Cela dit, l’époque reste fertile en musique et voit naître une foule de groupe rassemblés sous le nom de Neue Deutsche Welle (“Nouvelle Vague Allemande”): Mittagspause, Male, Din-A Testbild, ZK , S.Y.P.H., Der Plan, Der KFC (photo). Puis, la scène post-punk prend le relais avec D.A.F, Einstürzende Neubauten, Palais Schaumburg, Liaisons Dangereuses, Abwärts, Fehlbarben. Mais tout n’est pas rose et, à travers Dilapide…, on découvre les mesquineries, jalousies, trahisons et bastons qui régulent le milieu. Beaucoup de punks originels méprisent le post-punk et les divisions qui suivent: new wave, no wave, indus, fun-punk, tout ça n’est pour eux que du déviationnisme bourgeois. Selon Teipel, “le punk n’était pas un véritable mouvement, mais plutôt une accumulation d’individus dont la plupart ne pouvaient pas se supporter entre-eux. L’atmosphère était assez empoisonnée”.
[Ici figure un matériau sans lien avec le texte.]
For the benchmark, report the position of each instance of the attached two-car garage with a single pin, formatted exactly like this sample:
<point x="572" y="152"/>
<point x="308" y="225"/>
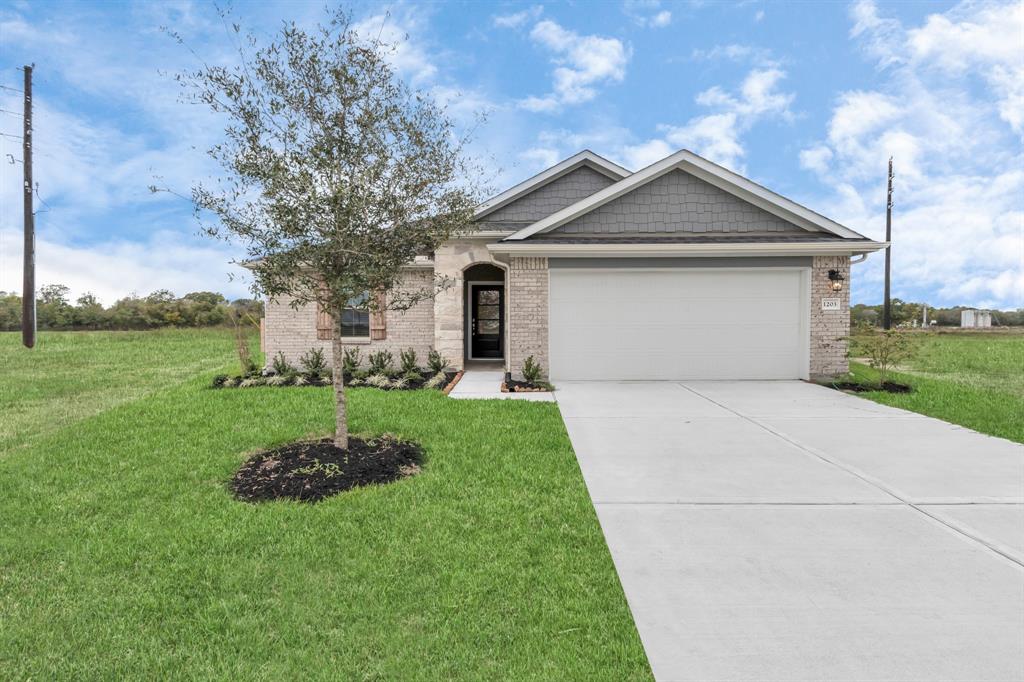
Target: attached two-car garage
<point x="678" y="324"/>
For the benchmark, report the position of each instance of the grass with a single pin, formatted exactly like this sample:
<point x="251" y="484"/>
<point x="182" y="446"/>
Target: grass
<point x="122" y="554"/>
<point x="69" y="377"/>
<point x="972" y="379"/>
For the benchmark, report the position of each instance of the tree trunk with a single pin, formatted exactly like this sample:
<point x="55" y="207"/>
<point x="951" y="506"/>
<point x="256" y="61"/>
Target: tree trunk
<point x="340" y="408"/>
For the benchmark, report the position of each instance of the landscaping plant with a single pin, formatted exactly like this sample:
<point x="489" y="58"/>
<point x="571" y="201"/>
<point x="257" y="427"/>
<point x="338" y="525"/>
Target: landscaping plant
<point x="335" y="174"/>
<point x="436" y="363"/>
<point x="351" y="360"/>
<point x="313" y="364"/>
<point x="381" y="363"/>
<point x="886" y="349"/>
<point x="281" y="366"/>
<point x="531" y="370"/>
<point x="409" y="365"/>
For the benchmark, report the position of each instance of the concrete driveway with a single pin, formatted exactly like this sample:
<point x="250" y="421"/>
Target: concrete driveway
<point x="782" y="530"/>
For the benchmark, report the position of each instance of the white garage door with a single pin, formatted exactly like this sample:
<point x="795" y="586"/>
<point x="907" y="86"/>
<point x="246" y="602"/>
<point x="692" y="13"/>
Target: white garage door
<point x="678" y="324"/>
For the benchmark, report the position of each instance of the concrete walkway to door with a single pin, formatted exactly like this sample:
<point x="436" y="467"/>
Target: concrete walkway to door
<point x="782" y="530"/>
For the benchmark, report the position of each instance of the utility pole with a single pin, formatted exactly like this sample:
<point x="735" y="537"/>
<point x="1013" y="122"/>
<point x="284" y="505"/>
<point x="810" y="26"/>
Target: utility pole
<point x="29" y="284"/>
<point x="887" y="314"/>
Pour la plupart des punks de la première heure, l’été 1980 signe la fin de l’aventure. “L’industrie découvrit le punk et s’empressa de le balayer, de l’édulcorer, de le corrompre” regrette Jürgen Teipel. Nina Hagen devient l’exemple même de cette mainstreamisation, à l’image d’un Plastic Bertrand ou d’un Billy Idol. Beaucoup se dirigent alors vers la scène techno et les raves car, à l’instar du punk à ses débuts, c’était “aussi cool et élitiste mais aussi profondément sincère”. Constat amusant, beaucoup de punks de l’époque en ont complètement fini avec le milieu. Anciens musiciens dans des groupes désormais mythiques, ils sont aujourd’hui psychiatres, profs, bouddhistes, ingénieur sdans le génie civil, naturopathes, acteurs, analystes des marchés, voir même tour manager de Robbie Williams pour le lécheur de jambe d’Iggy.

Lorsqu’on demande à Jürgen Teilpel quel enseignement il tire de cette épopée destroy, il répond qu’ "être contre tout et vouloir tout redéfinir ne peut fonctionner que dans un laps de temps très court“. Il n’a d’ailleurs aucun regret d’avoir quitté le navire avant le naufrage.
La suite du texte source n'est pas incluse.